Автор книги: Эрнест Хемингуэй
Жанр: Зарубежная классика, Зарубежная литература
Возрастные ограничения: +16
сообщить о неприемлемом содержимом
Текущая страница: 7 (всего у книги 17 страниц)
– У нас тоже есть свои герои, – сказала она. – Вот только, милый, они себя ведут куда скромнее.
– Я отношусь к нему спокойно.
– Я бы тоже относилась к нему спокойно, если бы он так не задавался. Он нагоняет на меня тоску, тоску, тоску.
– И на меня.
– Милый, ты говоришь мне приятное, но это вовсе не обязательно. Ты мысленно видишь его на фронте и знаешь, что он там полезен, а мне такие парни неинтересны.
– Я знаю.
– Приятно слышать. Я пытаюсь найти в нем что-то хорошее, но он правда ужасный, ужасный.
– Он сказал, что его произведут в капитаны.
– Я рада. А уж как он будет рад.
– А ты бы желала видеть меня рангом повыше?
– Нет, милый. Меня устроит ранг, дающий нам доступ в хорошие рестораны.
– Это как раз мой нынешний.
– У тебя отличный ранг. Выше не надо, а то еще ударит в голову. Милый, я ужасно рада, что ты не тщеславен. Я бы за тебя так и так вышла, но гораздо спокойнее иметь мужа, который не тщеславен.
Мы тихо разговаривали на балконе. Уже должна была бы подняться луна, но над городом повис туман, и она так и не показалась, а через какое-то время заморосило, и мы ушли внутрь. Туман обернулся дождем, причем серьезным, и мы слышали, как он забарабанил по крыше. Я подошел к двери посмотреть, не заливает ли, но нет, не заливало, и я оставил балконную дверь открытой.
– Кого еще ты встретил? – спросила Кэтрин.
– Мистера и миссис Мейерс.
– Странная парочка.
– Говорят, на родине он сидел в тюрьме, а выпустили его, чтобы он мог спокойно умереть.
– И с тех пор он живет припеваючи в Милане.
– Ну, не знаю, насколько припеваючи.
– По сравнению с тюрьмой, надо полагать.
– Миссис Мейерс собирается кое-что сюда принести.
– Она в этом знает толк. Ты ее дорогой мальчик?
– Один из.
– Вы все ее дорогие мальчики, – сказала Кэтрин. – Она предпочитает дорогих мальчиков. Какой дождь!
– Настоящий ливень.
– Ты будешь всегда меня любить?
– Да.
– И дождь не будет нам помехой?
– Нет.
– Это хорошо. Потому что я боюсь дождя.
– Почему?
Я уже засыпал. А за окном все лило и лило.
– Не знаю, милый. Я всегда боялась дождя.
– А мне нравится.
– Мне нравится гулять под дождем. Но для любящих это очень плохо.
– Я всегда буду любить тебя.
– Я буду тебя любить и в дождь, и в снег, и в град, и… что там еще бывает?

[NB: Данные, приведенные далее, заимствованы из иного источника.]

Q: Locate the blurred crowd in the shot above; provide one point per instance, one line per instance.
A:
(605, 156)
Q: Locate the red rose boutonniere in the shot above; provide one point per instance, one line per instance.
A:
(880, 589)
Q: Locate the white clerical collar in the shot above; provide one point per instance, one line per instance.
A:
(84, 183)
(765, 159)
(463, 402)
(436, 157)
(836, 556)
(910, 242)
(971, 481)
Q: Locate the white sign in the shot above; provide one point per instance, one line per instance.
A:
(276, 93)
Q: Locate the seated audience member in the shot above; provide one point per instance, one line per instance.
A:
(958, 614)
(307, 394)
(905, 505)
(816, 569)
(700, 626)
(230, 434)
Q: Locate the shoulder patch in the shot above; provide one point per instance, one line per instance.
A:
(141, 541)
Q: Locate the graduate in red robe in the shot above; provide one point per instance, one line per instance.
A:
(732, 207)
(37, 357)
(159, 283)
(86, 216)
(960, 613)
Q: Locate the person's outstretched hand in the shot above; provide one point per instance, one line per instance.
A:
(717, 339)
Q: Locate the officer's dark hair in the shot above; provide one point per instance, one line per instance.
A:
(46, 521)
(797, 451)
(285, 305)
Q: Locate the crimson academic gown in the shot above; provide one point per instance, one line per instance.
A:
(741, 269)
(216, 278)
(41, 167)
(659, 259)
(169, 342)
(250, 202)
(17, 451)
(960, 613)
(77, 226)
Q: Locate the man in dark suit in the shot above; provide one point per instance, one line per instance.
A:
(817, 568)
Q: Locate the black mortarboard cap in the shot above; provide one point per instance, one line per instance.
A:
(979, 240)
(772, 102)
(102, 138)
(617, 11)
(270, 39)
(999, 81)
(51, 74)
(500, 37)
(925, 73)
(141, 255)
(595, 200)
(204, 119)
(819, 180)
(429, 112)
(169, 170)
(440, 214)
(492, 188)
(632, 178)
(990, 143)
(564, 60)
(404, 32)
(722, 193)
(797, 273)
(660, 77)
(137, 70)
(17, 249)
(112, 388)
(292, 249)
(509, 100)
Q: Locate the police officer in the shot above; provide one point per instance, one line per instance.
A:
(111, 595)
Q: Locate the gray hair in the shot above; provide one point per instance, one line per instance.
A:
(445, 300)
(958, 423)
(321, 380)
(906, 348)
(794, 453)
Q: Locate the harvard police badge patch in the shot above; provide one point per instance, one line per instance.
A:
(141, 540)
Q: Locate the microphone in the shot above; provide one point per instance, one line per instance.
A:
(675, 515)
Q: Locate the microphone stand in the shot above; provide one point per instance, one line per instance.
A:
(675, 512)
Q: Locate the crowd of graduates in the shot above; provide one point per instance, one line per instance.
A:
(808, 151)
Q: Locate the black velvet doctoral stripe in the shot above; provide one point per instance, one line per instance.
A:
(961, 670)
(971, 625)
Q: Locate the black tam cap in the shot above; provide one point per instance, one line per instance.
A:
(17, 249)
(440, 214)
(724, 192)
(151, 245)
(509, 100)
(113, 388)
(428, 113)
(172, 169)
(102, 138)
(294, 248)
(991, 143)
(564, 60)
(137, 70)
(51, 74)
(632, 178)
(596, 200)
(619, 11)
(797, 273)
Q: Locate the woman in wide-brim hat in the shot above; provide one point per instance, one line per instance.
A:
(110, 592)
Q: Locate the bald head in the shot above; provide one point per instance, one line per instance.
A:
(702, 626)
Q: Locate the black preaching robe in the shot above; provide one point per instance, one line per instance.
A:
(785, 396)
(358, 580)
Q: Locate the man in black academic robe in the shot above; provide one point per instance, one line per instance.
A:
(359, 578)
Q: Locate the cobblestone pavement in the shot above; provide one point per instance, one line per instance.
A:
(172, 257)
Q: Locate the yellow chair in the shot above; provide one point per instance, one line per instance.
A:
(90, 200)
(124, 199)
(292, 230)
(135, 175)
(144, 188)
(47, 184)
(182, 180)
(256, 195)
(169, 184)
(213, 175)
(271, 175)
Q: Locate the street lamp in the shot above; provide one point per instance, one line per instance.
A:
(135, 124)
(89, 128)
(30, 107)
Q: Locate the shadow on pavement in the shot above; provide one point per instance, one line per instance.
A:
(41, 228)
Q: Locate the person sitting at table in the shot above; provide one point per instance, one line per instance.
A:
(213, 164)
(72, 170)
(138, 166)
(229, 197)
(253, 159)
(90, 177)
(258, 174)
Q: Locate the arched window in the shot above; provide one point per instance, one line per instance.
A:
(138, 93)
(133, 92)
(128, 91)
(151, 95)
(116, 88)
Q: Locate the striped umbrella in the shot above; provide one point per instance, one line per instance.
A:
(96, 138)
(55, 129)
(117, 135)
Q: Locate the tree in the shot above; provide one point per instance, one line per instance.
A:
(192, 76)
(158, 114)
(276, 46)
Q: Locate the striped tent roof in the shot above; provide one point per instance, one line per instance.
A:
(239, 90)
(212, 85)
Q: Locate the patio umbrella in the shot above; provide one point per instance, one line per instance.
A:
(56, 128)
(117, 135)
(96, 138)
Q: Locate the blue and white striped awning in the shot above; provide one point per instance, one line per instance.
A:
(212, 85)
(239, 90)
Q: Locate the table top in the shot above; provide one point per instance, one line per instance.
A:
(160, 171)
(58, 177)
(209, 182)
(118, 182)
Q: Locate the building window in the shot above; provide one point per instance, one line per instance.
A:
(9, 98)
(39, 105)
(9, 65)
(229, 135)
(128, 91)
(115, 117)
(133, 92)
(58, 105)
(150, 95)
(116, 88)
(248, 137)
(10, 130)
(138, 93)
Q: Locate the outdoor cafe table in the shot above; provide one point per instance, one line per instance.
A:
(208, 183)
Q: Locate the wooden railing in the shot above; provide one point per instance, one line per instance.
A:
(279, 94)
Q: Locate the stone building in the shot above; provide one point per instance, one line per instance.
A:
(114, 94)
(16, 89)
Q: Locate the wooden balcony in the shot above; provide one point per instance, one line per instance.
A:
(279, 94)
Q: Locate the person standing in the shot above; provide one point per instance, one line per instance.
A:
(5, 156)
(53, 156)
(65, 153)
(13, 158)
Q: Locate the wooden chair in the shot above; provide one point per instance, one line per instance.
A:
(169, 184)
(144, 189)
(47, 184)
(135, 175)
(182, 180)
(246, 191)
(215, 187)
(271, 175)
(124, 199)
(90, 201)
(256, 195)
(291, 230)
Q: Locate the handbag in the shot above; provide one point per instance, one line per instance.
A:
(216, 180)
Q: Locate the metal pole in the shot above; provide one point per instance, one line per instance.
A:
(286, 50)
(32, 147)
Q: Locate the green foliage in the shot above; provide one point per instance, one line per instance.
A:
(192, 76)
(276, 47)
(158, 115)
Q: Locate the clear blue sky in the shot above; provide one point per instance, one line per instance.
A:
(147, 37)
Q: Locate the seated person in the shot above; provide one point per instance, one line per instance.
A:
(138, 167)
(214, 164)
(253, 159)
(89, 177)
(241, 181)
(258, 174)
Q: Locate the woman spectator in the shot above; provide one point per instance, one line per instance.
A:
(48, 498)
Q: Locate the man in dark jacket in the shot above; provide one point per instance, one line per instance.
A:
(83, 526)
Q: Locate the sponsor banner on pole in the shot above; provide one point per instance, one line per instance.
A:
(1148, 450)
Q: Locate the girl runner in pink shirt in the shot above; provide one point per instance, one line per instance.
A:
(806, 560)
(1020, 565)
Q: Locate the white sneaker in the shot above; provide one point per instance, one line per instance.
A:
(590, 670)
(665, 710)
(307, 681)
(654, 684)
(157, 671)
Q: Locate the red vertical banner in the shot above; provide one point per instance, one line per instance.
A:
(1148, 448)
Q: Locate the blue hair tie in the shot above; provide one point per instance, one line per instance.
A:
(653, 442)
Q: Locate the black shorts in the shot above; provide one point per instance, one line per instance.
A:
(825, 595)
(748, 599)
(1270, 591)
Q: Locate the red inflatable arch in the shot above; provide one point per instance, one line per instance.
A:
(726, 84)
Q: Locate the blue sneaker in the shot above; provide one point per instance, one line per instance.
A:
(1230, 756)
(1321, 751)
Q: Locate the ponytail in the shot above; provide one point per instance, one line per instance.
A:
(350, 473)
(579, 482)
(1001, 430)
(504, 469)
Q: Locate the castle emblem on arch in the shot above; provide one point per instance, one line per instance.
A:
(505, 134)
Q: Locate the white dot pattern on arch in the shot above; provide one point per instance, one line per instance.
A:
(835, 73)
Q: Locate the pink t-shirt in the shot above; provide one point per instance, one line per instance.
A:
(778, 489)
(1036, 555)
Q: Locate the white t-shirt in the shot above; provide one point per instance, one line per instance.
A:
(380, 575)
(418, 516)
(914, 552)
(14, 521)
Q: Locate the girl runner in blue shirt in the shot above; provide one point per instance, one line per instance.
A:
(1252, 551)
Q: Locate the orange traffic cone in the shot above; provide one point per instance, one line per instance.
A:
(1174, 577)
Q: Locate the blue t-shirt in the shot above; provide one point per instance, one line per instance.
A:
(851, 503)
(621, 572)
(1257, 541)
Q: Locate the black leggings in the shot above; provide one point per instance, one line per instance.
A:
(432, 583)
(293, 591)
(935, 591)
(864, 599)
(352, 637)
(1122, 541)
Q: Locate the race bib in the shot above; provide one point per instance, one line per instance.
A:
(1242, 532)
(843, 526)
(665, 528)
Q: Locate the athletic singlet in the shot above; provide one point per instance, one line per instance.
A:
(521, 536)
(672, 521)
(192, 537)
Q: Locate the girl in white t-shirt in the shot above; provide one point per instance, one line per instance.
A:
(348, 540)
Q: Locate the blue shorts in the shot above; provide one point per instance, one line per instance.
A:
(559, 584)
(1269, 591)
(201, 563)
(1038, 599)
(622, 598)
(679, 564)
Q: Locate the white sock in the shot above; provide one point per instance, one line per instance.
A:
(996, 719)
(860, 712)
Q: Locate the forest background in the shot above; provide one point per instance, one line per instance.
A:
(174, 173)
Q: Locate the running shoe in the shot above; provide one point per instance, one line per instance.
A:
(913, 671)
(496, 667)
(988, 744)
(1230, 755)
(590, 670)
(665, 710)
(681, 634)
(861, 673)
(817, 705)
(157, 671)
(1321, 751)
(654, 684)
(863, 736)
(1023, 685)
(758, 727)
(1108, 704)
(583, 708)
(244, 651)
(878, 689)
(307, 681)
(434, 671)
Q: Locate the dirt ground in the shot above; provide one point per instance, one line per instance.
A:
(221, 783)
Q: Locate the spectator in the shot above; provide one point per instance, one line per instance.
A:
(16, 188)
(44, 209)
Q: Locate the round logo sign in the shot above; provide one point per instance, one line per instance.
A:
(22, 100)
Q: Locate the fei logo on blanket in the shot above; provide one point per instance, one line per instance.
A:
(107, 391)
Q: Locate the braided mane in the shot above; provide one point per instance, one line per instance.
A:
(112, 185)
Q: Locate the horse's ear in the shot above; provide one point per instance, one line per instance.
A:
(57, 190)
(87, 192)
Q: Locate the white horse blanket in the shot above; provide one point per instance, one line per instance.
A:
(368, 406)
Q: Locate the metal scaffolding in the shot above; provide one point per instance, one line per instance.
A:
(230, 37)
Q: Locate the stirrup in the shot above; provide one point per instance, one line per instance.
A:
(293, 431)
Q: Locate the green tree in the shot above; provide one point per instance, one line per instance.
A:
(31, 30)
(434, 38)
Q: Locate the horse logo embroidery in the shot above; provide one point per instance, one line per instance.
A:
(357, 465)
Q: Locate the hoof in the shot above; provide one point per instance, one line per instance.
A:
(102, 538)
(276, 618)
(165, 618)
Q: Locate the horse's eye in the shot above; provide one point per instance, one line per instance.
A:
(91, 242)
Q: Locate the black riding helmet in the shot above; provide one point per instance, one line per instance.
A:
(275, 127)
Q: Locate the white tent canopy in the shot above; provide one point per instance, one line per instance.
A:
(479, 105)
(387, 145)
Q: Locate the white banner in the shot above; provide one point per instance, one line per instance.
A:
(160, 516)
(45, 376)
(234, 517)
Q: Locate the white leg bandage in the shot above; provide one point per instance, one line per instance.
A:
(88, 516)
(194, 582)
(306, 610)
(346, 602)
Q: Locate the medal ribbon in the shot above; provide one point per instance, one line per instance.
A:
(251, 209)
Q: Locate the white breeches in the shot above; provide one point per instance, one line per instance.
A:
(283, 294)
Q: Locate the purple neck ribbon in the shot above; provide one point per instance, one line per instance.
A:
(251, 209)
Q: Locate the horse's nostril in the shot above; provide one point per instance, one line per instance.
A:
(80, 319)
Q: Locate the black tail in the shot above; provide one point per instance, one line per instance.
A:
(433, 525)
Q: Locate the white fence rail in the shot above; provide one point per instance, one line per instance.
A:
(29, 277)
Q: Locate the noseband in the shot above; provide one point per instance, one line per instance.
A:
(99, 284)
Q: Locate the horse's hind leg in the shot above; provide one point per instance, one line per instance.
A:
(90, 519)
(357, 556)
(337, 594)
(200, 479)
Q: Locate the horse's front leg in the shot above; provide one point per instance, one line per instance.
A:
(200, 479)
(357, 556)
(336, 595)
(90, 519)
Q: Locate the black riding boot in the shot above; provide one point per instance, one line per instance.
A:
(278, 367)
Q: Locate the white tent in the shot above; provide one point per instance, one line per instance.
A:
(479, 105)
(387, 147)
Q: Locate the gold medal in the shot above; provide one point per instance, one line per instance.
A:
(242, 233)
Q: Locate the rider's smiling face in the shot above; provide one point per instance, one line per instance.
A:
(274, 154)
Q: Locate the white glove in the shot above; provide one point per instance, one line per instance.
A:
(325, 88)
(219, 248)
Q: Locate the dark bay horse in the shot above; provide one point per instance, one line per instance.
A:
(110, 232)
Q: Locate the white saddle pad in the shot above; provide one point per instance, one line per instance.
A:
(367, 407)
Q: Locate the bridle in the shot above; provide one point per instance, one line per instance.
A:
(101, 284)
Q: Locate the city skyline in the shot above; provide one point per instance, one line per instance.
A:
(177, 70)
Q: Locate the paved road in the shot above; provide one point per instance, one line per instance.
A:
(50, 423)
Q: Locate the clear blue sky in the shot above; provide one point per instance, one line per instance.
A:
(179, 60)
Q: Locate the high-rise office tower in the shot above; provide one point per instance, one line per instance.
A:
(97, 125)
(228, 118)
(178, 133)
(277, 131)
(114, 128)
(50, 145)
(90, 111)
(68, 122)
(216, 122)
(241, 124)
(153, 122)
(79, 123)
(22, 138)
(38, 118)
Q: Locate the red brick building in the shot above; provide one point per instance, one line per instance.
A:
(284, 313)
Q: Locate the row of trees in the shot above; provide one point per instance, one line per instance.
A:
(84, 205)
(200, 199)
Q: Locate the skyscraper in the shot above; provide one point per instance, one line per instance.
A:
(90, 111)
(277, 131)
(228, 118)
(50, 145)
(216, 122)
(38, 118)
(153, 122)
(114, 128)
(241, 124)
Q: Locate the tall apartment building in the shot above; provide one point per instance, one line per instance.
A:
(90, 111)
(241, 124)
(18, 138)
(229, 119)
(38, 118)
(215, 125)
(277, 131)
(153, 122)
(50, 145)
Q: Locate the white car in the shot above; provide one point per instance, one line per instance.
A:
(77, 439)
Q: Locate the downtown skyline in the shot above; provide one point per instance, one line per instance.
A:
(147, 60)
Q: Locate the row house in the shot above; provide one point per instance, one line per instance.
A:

– Не знаю. Кажется, я засыпаю.
– Спи, милый, а я буду тебя любить, что бы ни происходило.
– Ты правда боишься дождя?
– Когда я с тобой – нет.
– Почему ты его боишься?
– Не знаю.
– Скажи мне.
– Не заставляй меня.
– Скажи.
– Нет.
– Скажи.
– Ну хорошо. Я его боюсь, потому что иногда вижу, как умираю в дождь.
– Да ну?
– А иногда, как ты умираешь в дождь.
– Это уже больше похоже на правду.
– Нет, милый. Я ведь могу тебя защитить. Знаю, что могу. А вот себе не поможешь.
– Прошу тебя, прекрати. Не превращайся в ненормальную шотландку. Нам и так недолго осталось быть вместе.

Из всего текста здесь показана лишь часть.